Data Sources and File Formats Introduction

Apr 19, 2018

Drill supports the following key data sources:

  • HBase
  • Hive
  • MapR-DB
  • File system
  • ...

See Connect a Data Source for a complete list of supported data sources that you can configure in Drill.

Drill considers data sources to have either a strong schema or a weak schema.

The following table describes each schema type:

Schema Type Description
Strong With the exception of text file data sources, Drill verifies that data sources associated with a strong schema contain data types compatible with those used in the query. Drill also verifies that the columns referenced in the query exist in the underlying data sources. If the columns do not exist, CREATE VIEW fails.
Weak Drill does not verify that data sources associated with a weak schema contain data types compatible with those used in the query. Drill does not verify if columns referenced in a query on a Parquet data source exist, therefore CREATE VIEW always succeeds. In the case of JSON files, Drill does not verify if the files contain the maps specified in the view.

The following table lists the current categories of schema and the data sources associated with each:

Strong Schema Weak Schema
Data Sources views, hive tables, hbase column families, text json, mongodb, hbase column qualifiers, parquet

Drill supports the following input formats for data:

  • Avro
  • CSV (Comma-Separated-Values)
  • TSV (Tab-Separated-Values)
  • PSV (Pipe-Separated-Values)
  • Parquet
  • MapR-DB*
  • Hadoop Sequence Files

* Only available when you install Drill on a cluster using the mapr-drill package.

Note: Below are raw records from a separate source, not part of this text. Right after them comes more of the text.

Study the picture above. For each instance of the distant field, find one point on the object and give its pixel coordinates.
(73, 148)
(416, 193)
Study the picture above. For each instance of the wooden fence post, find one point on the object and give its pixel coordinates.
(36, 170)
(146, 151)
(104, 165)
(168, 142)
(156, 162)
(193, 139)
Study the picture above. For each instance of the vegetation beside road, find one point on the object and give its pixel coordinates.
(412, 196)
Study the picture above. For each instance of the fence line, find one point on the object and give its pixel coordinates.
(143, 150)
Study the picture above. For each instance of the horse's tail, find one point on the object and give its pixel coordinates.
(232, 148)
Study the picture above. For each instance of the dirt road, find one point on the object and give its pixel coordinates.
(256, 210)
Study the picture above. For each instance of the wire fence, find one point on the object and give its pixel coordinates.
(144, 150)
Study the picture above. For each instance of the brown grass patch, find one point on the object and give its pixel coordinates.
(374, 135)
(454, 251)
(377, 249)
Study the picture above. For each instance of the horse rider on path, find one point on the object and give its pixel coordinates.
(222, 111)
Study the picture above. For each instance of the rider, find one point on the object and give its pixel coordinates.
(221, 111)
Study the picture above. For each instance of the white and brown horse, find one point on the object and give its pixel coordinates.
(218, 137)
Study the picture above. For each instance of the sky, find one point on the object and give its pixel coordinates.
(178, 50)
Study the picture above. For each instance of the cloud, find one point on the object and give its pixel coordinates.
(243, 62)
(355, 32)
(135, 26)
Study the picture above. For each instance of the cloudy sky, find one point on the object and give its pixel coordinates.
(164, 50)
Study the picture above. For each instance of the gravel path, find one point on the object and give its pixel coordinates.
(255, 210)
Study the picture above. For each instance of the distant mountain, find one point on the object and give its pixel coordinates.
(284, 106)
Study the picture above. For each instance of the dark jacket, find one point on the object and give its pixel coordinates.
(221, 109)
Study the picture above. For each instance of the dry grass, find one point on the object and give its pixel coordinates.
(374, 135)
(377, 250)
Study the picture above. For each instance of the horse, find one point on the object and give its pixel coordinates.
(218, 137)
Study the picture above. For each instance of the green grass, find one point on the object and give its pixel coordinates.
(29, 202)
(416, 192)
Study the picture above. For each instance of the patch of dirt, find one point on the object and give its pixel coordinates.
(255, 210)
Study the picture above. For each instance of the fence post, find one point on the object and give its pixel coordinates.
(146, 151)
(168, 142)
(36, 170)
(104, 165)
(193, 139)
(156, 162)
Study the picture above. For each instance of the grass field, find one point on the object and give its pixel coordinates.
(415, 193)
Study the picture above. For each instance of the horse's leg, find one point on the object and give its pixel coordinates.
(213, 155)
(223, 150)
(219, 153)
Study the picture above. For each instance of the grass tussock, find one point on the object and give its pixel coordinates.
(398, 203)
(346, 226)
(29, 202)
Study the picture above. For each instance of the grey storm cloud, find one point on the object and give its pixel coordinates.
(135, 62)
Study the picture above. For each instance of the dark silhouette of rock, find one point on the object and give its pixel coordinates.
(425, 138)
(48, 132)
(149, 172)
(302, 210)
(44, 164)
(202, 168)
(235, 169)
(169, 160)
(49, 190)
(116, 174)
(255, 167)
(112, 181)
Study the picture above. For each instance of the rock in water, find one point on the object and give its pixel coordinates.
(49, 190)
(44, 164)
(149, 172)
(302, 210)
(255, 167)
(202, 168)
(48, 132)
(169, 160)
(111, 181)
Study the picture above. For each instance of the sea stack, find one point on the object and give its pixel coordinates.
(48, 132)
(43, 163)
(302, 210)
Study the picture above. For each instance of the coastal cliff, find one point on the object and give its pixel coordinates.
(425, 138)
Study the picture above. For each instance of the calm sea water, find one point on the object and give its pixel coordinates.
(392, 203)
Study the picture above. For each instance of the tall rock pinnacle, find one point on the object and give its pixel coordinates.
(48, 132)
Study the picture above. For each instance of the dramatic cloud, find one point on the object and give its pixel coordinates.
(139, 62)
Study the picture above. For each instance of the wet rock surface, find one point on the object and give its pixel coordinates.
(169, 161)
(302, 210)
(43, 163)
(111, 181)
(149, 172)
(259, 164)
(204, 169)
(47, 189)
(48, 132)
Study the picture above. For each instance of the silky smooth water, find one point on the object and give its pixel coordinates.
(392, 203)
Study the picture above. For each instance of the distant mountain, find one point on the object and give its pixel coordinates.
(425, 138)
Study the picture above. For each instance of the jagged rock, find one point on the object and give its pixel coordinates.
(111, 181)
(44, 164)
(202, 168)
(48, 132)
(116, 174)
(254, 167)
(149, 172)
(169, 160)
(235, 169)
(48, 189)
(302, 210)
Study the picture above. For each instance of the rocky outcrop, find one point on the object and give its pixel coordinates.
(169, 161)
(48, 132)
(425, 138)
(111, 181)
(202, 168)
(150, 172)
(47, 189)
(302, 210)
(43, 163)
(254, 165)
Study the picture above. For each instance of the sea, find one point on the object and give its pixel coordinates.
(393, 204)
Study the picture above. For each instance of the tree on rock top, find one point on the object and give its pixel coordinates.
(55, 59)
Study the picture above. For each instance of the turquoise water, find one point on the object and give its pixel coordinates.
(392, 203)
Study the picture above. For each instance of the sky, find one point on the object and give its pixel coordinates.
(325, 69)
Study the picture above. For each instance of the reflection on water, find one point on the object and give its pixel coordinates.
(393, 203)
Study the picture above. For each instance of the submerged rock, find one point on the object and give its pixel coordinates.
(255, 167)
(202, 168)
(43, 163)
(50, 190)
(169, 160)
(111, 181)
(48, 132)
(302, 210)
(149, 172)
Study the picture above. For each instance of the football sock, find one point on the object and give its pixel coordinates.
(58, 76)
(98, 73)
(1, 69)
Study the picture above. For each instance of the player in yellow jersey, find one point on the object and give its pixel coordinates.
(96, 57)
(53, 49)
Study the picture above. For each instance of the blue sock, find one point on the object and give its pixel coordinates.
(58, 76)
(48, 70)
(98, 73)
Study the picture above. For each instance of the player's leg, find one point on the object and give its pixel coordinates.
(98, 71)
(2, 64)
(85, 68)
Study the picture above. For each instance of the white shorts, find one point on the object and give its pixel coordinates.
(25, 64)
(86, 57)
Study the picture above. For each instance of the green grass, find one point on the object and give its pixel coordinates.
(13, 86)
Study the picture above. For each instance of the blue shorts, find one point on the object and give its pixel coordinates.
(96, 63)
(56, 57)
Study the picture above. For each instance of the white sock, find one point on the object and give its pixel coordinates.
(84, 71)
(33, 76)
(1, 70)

You set the input format for data coming from data sources to Drill in the workspace portion of the storage plugin definition. The default input format in Drill is Parquet.

You change one of the store properties in the sys.options table to set the output format of Drill data. The default storage format for Drill CREATE TABLE AS (CTAS) statements is Parquet.

Schemaless Tables

As of Drill 1.13, Drill supports queries on empty directories. Empty directories are directories that exist, but do not contain files. Currently, an empty directory in Drill is a Drill table without a schema, or a “schemaless” table. An empty directory with Parquet metadata cache files is also a schemaless table in Drill.

Drill supports queries with JOIN and UNION [ALL] operators on empty directories. For example, if you issue the following queries with the UNION ALL operator, Drill queries the empty directory (empty_DIR) as a schemaless table and returns results for the query on the right side of the operator:

   0: jdbc:drill:schema=dfs.tmp> select columns[0] from empty_DIR UNION ALL select cast(columns[0] as int) c1 from `testWindow.csv`;  

Usage Notes

  • Queries with stars (*) on an empty directory return an empty result set.
  • Fields indicated in the SELECT statement are returned as INT-OPTIONAL types.
  • The empty directory in a query with the UNION operator does not change the results; Drill returns results as if the query does not contain the UNION operator.
  • You can use an empty directory in complex queries.
  • Queries with joins return an empty result, except when using outer join clauses, when the outer table for "right join" or derived table for "left join" has data. In that case, Drill returns the data from the table with data.